There is a new shopkeeper in my village. He is friendly towards me, but, in conversation, one of us lacks the ability to create a safe meeting place in which we can just, well 'meet'. 

I listen to LBC, a no music, phone-in radio station. The presenters, not dissimilar to the late James Whale in disposition and perspicacity, amaze me with how they respond to callers when they are asked by each of the callers, 'How are you?'. 

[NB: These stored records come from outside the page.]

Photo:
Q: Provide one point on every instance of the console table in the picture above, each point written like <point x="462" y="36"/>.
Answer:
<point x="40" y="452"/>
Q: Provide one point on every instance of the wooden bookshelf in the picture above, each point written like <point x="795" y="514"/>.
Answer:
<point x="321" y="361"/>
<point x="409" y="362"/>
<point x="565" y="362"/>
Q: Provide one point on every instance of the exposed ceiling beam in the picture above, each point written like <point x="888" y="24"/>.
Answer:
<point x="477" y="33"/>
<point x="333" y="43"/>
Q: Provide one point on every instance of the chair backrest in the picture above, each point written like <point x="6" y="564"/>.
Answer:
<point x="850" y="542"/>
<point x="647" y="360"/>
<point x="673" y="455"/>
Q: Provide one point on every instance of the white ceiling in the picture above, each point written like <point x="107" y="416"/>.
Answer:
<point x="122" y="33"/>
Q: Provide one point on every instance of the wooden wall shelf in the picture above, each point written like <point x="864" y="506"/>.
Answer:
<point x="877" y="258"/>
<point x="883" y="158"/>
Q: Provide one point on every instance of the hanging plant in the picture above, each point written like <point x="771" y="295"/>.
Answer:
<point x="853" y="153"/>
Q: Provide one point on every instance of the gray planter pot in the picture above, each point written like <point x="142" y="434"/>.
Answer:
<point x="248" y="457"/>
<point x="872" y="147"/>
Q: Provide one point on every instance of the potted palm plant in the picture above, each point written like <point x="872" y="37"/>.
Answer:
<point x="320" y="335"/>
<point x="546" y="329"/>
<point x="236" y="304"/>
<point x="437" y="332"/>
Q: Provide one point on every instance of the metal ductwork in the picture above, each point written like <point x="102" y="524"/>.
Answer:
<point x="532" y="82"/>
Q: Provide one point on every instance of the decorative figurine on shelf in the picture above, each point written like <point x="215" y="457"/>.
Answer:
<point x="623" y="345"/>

       'Yes, fine.' They NEVER ask the caller how they are, because it is a waste of time. If I was the radio presenter I would have to say, 'What is it you want to say?' and ignore their automated greeting that lacks substance. Asking how someone is, in person, is not an amuse bouche, it is a quick wag of a dog's tail. The tail wag is certainly absent when the caller starts with, 'I blame you people in the media' type comments. So, I suppose it has some value.

On Sunday, I was bored, and having recently made a blackberry and tomato tart, and finding it delicious, I felt like making another sweet, baked thing; another tart. I went to the shop to buy butter and a tin of fruit or pie filling that I could use with more blackberries from my garden. I am also not someone who just buys items from a recipe and follows it; I can cook, and I can taste in my head, so I make up dishes according to my experience of flavours. 

       'What is WoodApple?' I asked the shopkeeper. 

I had found a jar of WoodApple Jam and showed it to him. He couldn't explain the flavour, so didn't try; and at £2.49, he was not about to let me open it merely to taste it. He did offer to bring in an opened jar he had at home though. I suggested some flavours, 'Banana, coconut, starfruit, lychee, dragonfruit, kiwi fruit?' He just shook his head. He told me that there is a WoodApple drink in the refrigerated area for £1.30. I never buy soft drinks unless I need a quick boost of energy. However, my bank account had persuaded me that it was too fat and needed to lose some weight. I like spending money and since I was about to buy butter anyway I thought, 'Why not! I will take one for the team.' I took a sip and realised why the shopkeeper could not describe it, but being full of self-confidence, patronising and boorish, I reeled off some more flavours to him, 'Plum with orange and Brazil nut after you have swallowed?' He just smiled wanly at me. 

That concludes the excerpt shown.